Forums Feature Suggestions UTF8 display regardless of the rest of the line

Print Thread

UTF8 display regardless of the rest of the line #202332 20/07/08 12:12 AM
Joined: Jun 2008 Posts: 58 P Pivo OP Babel fish
OP Pivo Babel fish P Joined: Jun 2008 Posts: 58	Hi there, As one of the few people using utf8-encoding for my messages, I'm often alerted that some of my characters are broken. Also, there are many guys using weird smilies and other character combinations (utf8), simply to get their messages look better.. and those result in weird codes for them. They all have utf8 display enabled, the problem in most cases are their script-themes. Many scripts use ascii chars >127 in their themes - some even in their timestamp - which makes mIRC not decode those utf8-codes in the line because it assumes that the whole line has not been encodet. To solve that, I had to edit the script of some people, so it's checking if the text is utf8-encodet and if so, it encodes the ansi characters, too. Now, this is pretty exhausting and I know from other irc clients that they just decode everything they can find, regardless of any ansi characters in the rest of the line. I understand the reasons for the way mirc reacts in such cases, but I would like to suggest an option to choose whether you want to decode every appearing utf8-encodet character or leave those lines with high ansi-ones. The old behaviour could/should still be defaulted, I would just appreciate a way to easily fix the people's display. (telling them what they have to enable :p) By the way, I've never seen utf8-codes appearing randomly, without having been encodet before... So in most cases, if there is UTF8 in the text, it is also meant to be UTF8 and should be decoded (in my opinion). Greetings, Alex

Re: UTF8 display regardless of the rest of the line Pivo #202336 20/07/08 05:33 AM
Joined: Oct 2003 Posts: 3,918 Montreal, QC, Canada A argv0 Hoopy frood
argv0 Hoopy frood A Joined: Oct 2003 Posts: 3,918 Montreal, QC, Canada	This has been reported before. The problem is that "if there is UTF8 in the text" isn't something you can reliably check. What you define as a UTF8 bitstream can easily be a bunch of ANSI chars to me. No "option" will work, because you end up with the exact same case in reverse-- a bunch of unicode chars in a script would mess with the ANSI chars in a line. I'm also not quite sure if your suggestion is to have an option to selectively ignore a specific set of ANSI chars- if so, that's a solution that only seems to help your specific scenario, not something that helps mIRC as a whole. There was a compromise suggestion to have mIRC treat each word (space delimited) as its own encoding. That way, for instance, a unicode timestamp could sit next to ansi text without changing the encoding. Unfortunately this is likely to make the display a lot slower, and we're still waiting to see what Khaled does about it. - argv[0] on EFnet #mIRC - "Life is a pointer to an integer without a cast"

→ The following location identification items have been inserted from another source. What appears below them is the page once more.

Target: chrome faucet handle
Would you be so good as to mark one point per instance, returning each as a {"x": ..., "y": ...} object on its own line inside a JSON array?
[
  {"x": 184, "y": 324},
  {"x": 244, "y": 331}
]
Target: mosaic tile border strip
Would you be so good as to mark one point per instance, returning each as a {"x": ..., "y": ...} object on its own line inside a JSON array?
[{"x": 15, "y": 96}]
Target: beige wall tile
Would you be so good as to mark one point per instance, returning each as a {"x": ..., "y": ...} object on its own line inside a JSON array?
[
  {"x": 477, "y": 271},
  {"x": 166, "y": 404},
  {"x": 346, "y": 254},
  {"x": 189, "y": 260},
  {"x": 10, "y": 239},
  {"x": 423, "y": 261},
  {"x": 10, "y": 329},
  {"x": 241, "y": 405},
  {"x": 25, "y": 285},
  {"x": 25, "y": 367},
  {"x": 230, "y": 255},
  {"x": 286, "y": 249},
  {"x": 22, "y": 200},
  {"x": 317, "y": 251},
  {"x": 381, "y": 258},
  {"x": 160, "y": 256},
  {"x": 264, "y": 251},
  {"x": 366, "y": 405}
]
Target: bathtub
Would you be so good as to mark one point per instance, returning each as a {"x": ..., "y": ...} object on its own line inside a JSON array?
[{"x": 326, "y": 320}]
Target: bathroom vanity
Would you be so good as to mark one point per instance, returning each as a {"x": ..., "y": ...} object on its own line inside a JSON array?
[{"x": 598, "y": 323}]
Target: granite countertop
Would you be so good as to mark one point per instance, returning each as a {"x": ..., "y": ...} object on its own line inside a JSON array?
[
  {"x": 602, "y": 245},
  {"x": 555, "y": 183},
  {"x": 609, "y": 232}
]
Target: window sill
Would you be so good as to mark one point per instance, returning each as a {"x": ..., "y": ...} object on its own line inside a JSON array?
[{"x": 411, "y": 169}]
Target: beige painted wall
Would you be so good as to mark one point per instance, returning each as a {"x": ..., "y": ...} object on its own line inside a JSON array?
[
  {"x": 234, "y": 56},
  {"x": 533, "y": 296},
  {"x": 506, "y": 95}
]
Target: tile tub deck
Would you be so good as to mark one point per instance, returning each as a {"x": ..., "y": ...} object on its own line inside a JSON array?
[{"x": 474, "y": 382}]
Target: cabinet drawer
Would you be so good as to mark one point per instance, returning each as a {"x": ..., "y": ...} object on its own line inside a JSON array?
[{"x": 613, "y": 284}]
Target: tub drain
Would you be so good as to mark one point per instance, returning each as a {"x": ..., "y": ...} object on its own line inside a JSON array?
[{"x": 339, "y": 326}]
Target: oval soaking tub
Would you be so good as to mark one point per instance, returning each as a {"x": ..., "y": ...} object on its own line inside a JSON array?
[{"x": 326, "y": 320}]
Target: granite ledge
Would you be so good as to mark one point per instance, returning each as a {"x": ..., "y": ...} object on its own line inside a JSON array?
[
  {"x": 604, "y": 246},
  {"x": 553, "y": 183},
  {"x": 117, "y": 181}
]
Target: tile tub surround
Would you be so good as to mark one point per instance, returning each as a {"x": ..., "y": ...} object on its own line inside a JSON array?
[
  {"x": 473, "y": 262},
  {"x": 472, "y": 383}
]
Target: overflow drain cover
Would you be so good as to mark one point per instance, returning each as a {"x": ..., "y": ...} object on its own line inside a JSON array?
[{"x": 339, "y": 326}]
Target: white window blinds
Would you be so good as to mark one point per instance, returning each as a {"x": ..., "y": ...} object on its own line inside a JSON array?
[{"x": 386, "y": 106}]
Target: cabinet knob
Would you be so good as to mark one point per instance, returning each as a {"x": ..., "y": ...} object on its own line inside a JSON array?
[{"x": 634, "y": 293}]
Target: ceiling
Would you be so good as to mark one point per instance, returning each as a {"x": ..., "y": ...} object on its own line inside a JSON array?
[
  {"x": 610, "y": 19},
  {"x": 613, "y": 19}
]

Re: UTF8 display regardless of the rest of the line argv0 #202340 20/07/08 12:25 PM
Joined: Jun 2008 Posts: 58 P Pivo OP Babel fish
OP Pivo Babel fish P Joined: Jun 2008 Posts: 58	Originally Posted By: argv0 What you define as a UTF8 bitstream can easily be a bunch of ANSI chars to me. I guess that's the reason why mIRC behaves like that. And as I already mentioned, I've never seen such character combinations appearing randomly in a text without being meant to be UTF8 encodet. It's not only "my special scenario", many people using high ascii char themes got the same problem, thats not limited my community. Of course you could treat every word seperately, but in my opinion, that does not replace the old behavior. (Correct me if I'm wrong, but I think mIRC behaves like that:) If UTF8-Display is activated, mIRC checks a line for ansi-chars to know if the client the text came from encodet that line. If it's able to find any high ascii chars in that text which do not belong to a properly utf8 encodet character, it assumes that the whole line is not utf8 encodet. In case of text events, this is only possible if the client does not encode at all. Checking word-seperately could now result in the same mistakes as decoding the whole line regardless of high ascii chars. (only less often) I would really appreciate a possiblity to simply decode and display all appearing utf8 codes in the line without limitations or checkings before. Be honest, did you ever type € ? There is a reason why utf8 codes are not made out of common characters... And I also think, that additional option is not hard to realize, would not hurt anyone (you dont have to make it the default option) and solves those widely spread utf8-display problems easily.

Re: UTF8 display regardless of the rest of the line Pivo #202364 20/07/08 05:48 PM
Joined: Oct 2003 Posts: 3,918 Montreal, QC, Canada A argv0 Hoopy frood
argv0 Hoopy frood A Joined: Oct 2003 Posts: 3,918 Montreal, QC, Canada	Quote: Be honest, did you ever type € ? May I answer this question with a question? Did you ever type ЙЮ,ЁОТ? Because that text includes the exact same character combination as what you just posted above, but using the Cryllic ANSI codepage instead of Western. I don't know Russian or any Cryllic languages, but I'll bet that combination is far more likely to them, and that's just one of many other codepages. The problem here is that your solution only works for people who speak to you using utf-8 or in english rather than ANSI codepages, the latter still being common among russian/japanese/chinese IRC'ers. Again, what's "uncommon" to you is not so uncommon to others. UTF-8 doesn't specifically choose "uncommon" character combinations, it just utilizes the ANSI code space to encode the code points. A lot of people actually use the ANSI code space, and not just for fancy themed output, but to actually communicate. The better way to handle this really is to treat words individually, that way if one word breaks the encoding, it won't affect the rest of the line, and it will most accurately represent the expected line. This will give you what you want as well. Neither solution will work 100% of the time, but rather than excluding a whole demographic of non-english speakers from this new feature, encoding on a word-by-word basis would fail less while still making it work for everybody. Frankly, I can't even imagine many edge cases where the "word by word" encoding would fail.. only if the line was one big word, or if the themed output did not space out the input text (which is generally uncommon in itself). - argv[0] on EFnet #mIRC - "Life is a pointer to an integer without a cast"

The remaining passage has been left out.